S’il appuie la défense de Montfort et envisage une action juridique, l’éditorialiste se demande toutefois si les Franco-Ontariens vont appuyer « les autres combats au moment opportun », une référence à peine voilée à l’enjeu de l’accès aux soins de santé en français à Sudbury[51]. En effet, l’espace médiatique, nous l’avons vu, était dominé par la crise de Montfort, ce qui ne laissait que peu d’espace pour les questions locales. Puisqu’il n’existait aucun hôpital de langue française à Sudbury à cette époque, l’enjeu n’était pas la gestion du nouvel établissement régional, mais bien l’offre de services en français.

Le dernier texte qu’a produit Le Voyageur sur l’Affaire Montfort est l’éditorial de Marco Roy en juillet 2000. Celui-ci critique sévèrement l’avocat du gouvernement, le Franco-Sudburois Michel Hélie, qui affirme que la jeunesse franco-ontarienne « s’accommodait fort bien des services en langue anglaise » offerts par la province. Roy fustige le mémoire de la province déposé devant la Cour d’appel : « Ça n’aura guère pris plus qu’une centaine de pages au gouvernement de Mike Harris pour remettre en question les fondements de l’Ontario français. » En quoi consistent ces fondements? Pour Roy, l’histoire franco-ontarienne est caractérisée par une série de luttes pour préserver le fait français, et l’Affaire Montfort ne représente qu’une cause parmi d’autres pour l’avenir des Franco-Ontariens. Roy souligne qu’elle s’inscrit au même chef que le projet de créer une université de langue française dans la province. L’éditorialiste préfère de loin l’autonomisation de la minorité. Il appelle donc les Franco-Ontariens à « poursuivre la lutte avec acharnement », car, « [c]omme à plusieurs autres reprises dans l’histoire de l’Ontario français », c’est par le combat politique et juridique que la communauté obtiendra gain de cause. Confiant en l’avenir, Roy termine l’éditorial de manière rassurante; « Demain sera un jour meilleur[52] ».

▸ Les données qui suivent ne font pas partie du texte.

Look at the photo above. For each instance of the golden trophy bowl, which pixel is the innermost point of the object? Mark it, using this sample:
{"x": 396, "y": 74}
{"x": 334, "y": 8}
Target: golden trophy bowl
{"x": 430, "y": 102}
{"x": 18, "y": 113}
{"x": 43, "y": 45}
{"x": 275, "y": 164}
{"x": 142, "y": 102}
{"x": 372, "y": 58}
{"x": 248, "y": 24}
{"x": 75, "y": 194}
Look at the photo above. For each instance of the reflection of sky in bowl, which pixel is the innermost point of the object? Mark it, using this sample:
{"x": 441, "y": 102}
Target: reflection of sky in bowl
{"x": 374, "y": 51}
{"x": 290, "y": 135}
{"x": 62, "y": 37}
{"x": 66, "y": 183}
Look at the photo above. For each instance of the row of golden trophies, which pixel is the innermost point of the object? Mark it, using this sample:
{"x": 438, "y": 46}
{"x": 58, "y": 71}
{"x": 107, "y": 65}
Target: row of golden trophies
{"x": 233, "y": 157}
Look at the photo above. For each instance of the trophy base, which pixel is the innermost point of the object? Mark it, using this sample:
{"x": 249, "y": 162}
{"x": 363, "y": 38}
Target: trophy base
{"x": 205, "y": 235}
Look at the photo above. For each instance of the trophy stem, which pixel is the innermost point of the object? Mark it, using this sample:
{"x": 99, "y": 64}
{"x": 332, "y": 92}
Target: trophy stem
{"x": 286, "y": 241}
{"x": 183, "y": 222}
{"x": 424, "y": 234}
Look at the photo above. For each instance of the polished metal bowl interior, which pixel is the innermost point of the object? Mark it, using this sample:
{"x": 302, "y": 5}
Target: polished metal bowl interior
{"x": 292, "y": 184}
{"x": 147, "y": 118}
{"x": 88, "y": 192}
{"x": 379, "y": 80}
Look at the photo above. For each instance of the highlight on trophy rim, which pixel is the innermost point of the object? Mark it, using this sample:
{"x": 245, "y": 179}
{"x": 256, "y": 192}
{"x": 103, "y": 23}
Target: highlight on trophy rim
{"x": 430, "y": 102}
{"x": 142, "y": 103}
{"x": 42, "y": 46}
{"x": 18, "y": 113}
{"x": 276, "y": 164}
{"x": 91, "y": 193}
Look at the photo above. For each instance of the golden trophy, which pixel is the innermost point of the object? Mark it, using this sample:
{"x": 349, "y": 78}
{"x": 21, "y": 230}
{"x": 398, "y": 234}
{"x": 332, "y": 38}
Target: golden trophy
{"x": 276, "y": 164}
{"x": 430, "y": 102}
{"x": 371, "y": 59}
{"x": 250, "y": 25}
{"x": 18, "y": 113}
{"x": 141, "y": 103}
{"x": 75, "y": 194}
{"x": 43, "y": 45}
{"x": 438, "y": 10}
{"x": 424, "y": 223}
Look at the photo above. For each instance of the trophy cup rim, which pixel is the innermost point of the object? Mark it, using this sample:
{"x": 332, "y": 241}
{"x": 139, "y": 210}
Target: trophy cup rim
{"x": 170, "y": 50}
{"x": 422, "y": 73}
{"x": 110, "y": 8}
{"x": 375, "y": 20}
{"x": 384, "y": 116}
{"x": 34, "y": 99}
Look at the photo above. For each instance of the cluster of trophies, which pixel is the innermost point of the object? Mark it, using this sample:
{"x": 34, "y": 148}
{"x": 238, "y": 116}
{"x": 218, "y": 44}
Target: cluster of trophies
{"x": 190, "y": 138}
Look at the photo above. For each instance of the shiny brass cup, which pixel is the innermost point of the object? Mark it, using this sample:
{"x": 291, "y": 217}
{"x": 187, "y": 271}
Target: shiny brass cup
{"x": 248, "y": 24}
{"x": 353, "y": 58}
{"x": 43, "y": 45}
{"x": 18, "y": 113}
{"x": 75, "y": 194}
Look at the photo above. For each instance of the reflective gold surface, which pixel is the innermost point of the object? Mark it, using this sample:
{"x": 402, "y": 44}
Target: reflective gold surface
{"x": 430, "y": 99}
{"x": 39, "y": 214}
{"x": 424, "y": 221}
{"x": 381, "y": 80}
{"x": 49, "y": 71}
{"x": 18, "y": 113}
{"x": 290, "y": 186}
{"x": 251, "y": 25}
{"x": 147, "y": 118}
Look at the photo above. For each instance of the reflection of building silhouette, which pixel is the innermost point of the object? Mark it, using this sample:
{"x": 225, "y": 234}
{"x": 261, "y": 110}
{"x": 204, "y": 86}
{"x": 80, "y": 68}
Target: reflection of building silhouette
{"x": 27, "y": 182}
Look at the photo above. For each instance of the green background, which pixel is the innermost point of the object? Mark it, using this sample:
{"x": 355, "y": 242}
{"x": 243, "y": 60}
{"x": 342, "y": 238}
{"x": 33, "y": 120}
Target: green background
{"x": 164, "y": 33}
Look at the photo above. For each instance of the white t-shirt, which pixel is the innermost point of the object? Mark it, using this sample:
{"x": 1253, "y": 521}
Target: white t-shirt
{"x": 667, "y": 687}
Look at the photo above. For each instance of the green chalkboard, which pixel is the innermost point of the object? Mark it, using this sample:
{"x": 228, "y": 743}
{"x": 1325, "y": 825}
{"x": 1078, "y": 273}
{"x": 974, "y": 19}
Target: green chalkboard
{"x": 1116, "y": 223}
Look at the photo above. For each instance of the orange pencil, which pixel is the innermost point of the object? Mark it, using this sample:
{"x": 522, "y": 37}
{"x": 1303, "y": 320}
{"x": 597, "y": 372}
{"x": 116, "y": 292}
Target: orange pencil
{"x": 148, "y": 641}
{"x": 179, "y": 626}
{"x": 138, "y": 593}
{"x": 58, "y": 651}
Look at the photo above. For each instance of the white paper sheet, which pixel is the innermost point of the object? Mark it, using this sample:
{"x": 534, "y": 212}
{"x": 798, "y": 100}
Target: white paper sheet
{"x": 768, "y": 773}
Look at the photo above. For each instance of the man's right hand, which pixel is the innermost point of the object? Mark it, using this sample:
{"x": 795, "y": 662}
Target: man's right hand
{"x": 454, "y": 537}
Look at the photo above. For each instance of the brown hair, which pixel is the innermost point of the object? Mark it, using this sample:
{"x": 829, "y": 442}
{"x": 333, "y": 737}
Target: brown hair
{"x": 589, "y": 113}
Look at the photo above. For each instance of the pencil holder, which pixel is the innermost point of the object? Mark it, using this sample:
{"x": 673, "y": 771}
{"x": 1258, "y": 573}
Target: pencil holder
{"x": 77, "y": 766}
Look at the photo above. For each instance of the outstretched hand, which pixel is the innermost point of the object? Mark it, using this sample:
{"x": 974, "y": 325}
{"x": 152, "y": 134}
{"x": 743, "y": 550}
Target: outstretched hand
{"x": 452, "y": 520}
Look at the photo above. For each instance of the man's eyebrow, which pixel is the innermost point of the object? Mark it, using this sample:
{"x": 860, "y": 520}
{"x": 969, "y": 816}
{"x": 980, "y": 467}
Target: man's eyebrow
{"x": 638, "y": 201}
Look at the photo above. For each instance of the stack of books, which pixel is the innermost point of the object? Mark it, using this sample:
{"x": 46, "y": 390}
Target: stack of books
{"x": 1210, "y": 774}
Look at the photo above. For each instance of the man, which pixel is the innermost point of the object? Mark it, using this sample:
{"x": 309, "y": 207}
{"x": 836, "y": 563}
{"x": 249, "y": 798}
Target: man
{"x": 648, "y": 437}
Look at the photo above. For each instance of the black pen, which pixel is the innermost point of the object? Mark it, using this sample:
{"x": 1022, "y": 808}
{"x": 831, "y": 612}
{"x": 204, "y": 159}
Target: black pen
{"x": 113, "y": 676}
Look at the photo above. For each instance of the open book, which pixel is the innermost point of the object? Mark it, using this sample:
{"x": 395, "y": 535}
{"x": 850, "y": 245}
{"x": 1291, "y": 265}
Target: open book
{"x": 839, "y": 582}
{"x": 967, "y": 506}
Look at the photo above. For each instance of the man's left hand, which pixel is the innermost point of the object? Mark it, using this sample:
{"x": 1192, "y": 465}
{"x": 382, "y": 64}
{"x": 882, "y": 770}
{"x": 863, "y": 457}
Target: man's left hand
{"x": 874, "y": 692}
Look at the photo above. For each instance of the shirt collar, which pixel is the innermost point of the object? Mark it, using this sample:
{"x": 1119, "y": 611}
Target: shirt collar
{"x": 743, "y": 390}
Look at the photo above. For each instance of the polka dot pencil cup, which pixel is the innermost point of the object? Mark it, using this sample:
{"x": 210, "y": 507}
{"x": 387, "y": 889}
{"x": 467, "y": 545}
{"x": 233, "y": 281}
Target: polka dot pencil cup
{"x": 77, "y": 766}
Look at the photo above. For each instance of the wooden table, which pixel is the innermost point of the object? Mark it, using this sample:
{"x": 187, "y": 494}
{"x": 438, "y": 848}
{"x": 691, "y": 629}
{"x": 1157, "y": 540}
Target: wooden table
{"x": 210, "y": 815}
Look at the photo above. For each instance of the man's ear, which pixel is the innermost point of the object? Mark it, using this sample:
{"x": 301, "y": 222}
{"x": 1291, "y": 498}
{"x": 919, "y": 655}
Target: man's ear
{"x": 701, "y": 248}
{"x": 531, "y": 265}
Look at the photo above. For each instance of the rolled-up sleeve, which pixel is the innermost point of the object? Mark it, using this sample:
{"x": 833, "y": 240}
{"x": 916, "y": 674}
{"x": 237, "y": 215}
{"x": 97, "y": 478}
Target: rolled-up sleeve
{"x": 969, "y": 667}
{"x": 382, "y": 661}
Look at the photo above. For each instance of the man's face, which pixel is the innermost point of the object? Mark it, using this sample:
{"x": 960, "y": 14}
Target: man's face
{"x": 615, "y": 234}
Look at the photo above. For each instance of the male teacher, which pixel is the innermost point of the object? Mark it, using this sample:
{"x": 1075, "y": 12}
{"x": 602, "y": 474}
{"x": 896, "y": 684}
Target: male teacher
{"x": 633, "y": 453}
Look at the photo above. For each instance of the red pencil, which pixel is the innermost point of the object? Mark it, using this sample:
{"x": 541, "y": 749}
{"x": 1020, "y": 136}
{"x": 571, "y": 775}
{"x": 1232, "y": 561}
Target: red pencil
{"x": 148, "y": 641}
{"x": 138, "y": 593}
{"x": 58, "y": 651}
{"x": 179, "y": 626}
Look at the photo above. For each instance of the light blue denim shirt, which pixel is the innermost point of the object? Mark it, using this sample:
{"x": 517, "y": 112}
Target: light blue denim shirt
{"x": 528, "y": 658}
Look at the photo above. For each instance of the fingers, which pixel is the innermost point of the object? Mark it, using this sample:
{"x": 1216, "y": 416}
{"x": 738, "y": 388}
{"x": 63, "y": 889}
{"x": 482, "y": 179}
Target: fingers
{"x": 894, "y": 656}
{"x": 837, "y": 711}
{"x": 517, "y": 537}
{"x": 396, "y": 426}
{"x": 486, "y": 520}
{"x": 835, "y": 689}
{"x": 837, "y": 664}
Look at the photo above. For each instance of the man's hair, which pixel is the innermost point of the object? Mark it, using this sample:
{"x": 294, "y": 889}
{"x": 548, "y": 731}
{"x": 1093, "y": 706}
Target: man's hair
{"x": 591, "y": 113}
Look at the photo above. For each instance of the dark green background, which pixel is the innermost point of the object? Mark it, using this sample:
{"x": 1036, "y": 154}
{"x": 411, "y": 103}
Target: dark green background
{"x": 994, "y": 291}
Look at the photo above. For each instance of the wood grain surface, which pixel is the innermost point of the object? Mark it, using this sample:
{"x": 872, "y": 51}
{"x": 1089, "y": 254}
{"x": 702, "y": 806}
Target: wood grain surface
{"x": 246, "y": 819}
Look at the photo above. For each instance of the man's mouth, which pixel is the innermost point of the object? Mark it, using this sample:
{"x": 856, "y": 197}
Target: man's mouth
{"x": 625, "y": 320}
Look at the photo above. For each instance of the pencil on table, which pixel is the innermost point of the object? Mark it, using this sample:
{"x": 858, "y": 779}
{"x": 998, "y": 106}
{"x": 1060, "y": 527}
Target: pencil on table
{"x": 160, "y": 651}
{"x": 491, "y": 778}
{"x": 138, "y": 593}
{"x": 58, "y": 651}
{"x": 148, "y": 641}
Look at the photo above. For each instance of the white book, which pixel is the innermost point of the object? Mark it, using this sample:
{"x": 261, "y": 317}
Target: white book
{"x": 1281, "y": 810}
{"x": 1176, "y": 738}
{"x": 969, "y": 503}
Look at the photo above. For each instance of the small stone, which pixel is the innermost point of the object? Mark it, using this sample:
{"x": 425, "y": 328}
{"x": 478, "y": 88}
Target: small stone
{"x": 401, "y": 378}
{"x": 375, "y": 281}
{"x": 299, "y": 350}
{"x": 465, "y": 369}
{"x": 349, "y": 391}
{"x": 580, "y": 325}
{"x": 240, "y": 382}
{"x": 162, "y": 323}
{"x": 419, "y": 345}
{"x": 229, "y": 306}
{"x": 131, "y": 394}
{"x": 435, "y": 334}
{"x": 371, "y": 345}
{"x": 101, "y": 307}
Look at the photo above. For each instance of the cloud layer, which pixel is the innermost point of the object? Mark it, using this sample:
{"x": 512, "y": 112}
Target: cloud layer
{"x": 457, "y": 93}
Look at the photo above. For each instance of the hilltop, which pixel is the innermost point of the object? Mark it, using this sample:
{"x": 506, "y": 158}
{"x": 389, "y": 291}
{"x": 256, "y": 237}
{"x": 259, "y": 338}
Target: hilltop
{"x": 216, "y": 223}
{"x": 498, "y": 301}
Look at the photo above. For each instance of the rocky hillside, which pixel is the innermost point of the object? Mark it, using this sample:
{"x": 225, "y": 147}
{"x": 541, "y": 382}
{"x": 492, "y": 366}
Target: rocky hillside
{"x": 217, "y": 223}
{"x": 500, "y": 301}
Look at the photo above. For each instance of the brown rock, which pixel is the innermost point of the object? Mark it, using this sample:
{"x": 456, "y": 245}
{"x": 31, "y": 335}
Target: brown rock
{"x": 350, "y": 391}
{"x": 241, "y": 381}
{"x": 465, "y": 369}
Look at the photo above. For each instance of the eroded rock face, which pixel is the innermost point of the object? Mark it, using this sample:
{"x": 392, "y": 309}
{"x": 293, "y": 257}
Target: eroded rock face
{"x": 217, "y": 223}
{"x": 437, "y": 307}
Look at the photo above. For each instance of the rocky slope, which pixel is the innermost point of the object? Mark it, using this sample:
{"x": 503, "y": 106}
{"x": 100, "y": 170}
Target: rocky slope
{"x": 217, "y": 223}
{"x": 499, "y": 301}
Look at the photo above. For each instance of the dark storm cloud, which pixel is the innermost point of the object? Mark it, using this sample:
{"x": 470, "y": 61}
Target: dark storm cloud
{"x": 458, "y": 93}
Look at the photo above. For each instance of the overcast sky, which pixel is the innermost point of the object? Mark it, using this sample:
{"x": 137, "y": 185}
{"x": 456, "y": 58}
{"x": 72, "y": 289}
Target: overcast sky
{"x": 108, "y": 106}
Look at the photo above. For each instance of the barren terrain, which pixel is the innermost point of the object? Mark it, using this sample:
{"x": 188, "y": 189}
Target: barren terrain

Les éditorialistes du Voyageur n’ont pas rejeté le discours nationalitaire en provenance d’Ottawa, mais ils l’ont élargi et adapté à leur milieu, le mettant en pratique sur un deuxième front, celui de Sudbury. En effet, un enjeu analogue se dessinait dans la région au même moment; un nouvel hôpital était annoncé et il était nécessaire d’assurer une offre de services en français dans la région. Or, il a fallu attendre jusqu’en 2001 pour que ce nouvel établissement, Horizon Santé-Nord, obtienne sa désignation dite « partielle », en vertu de la loi 8 sur les services en français, et ce, à la suite de la demande de la communauté franco-sudburoise (Forgue, Bahi et Michaud, 2011, p. 44-45). La désignation complète se laissera désirer pour sa part jusqu’en 2013[53]. L’affaire Montfort ne représentait pour Le Voyageur qu’une cause parmi d’autres concernant l’avenir du fait français en Ontario.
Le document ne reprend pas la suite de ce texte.